Yeah,one of the few drawbacks they have. Most people can live with it, but it’s indeed one of the things they should be providing by now but don’t

EddoWagt@feddit.nl on 04 Mar 12:02 collapse

Is this important when self hosting?

Appoxo@lemmy.dbzer0.com on 04 Mar 10:44 next collapse

I migrated from IONOS and Namecheap to INWX because it does support both domains I use.
And their prices were reasonable.

Migration was quick and neat. Had to issues doing it.

Ohh@lemmy.ml on 04 Mar 12:48 next collapse

Iwantmyname.com ticked almost all boxes last i looked. Hasnt been mentioned yet. hn.algolia.com/?dateRange=all&page=0&prefix=false…

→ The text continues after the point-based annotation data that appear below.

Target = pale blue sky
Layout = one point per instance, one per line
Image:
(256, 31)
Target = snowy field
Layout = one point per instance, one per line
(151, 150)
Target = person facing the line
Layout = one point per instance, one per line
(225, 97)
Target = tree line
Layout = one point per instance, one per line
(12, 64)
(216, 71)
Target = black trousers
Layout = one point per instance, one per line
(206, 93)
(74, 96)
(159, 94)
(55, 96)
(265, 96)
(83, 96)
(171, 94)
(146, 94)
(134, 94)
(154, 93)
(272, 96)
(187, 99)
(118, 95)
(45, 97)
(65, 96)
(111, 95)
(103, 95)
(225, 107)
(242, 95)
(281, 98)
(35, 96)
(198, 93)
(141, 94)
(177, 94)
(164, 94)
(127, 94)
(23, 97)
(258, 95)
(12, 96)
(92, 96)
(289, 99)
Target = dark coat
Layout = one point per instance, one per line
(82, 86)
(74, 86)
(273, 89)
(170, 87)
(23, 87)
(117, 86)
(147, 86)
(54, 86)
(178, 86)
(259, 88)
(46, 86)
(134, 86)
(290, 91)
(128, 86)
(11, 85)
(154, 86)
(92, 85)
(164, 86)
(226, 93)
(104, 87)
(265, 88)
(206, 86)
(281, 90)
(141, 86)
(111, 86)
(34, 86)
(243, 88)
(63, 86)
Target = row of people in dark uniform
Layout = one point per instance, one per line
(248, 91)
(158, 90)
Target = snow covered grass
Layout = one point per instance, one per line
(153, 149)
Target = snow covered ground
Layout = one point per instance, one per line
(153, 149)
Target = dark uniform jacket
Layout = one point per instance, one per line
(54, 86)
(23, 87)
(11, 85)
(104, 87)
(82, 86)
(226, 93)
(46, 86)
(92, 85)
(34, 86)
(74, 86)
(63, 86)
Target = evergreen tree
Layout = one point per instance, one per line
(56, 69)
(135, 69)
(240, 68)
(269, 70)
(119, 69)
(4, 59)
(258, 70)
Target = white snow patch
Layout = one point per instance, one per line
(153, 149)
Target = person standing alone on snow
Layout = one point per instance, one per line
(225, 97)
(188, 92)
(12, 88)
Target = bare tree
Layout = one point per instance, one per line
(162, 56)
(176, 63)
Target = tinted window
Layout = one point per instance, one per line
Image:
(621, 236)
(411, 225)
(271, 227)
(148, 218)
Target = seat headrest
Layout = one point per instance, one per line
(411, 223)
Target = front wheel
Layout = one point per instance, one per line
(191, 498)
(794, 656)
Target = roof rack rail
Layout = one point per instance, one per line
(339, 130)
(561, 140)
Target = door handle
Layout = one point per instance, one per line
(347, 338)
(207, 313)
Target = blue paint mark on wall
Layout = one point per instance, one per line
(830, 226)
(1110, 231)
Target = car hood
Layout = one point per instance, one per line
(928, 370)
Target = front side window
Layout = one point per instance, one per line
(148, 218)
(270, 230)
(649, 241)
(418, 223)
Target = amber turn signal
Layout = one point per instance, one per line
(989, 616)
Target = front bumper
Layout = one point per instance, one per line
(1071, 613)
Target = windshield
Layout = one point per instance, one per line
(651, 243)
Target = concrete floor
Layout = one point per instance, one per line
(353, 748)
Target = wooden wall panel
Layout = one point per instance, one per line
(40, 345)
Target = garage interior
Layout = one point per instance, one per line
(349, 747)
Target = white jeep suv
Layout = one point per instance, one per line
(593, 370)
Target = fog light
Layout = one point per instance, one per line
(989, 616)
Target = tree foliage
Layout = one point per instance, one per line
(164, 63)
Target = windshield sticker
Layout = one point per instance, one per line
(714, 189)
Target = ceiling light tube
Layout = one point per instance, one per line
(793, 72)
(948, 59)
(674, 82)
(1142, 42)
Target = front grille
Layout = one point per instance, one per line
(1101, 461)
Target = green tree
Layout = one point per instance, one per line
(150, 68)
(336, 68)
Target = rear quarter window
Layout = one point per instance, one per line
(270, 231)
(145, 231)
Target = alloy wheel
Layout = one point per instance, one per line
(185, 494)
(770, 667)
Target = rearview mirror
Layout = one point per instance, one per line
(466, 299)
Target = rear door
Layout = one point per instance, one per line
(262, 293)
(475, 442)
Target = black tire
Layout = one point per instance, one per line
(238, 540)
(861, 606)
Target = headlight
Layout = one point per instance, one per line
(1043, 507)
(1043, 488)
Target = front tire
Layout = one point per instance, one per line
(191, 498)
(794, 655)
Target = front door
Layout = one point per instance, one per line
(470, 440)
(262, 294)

RubberElectrons@lemmy.world on 04 Mar 16:23 next collapse

Pair domains supports ipv4/6 DNS, Dnsmasq, and dynamic DNS. Cheap, 2fa secured and does the job reliably.

killeronthecorner@lemmy.world on 06 Mar 20:40 next collapse

Namecheap. Avoid Dynadot.

daco@lemm.ee on 10 Mar 06:56 collapse

Just curious. Why should dynadot be avoid?

killeronthecorner@lemmy.world on 10 Mar 07:21 collapse

I can only speak from personal experience but for me they jacked up the price significantly after year one and then sent my domain straight to auction after I decided not to pay. I respect that there are reseller-focused providers out there but they aren’t for me.

On the other hand, I’ve had nothing but quality service from namecheap for the best part of a decade.

ouch@lemmy.world on 06 Mar 21:26 next collapse

As a side question, are there other free DNS providers besides Cloudflare? Ones that don’t require you to register your domain there.

NastyNative@mander.xyz on 12 Mar 17:28 collapse

Cloudflare dns changes are lightning fast compared to network solutions.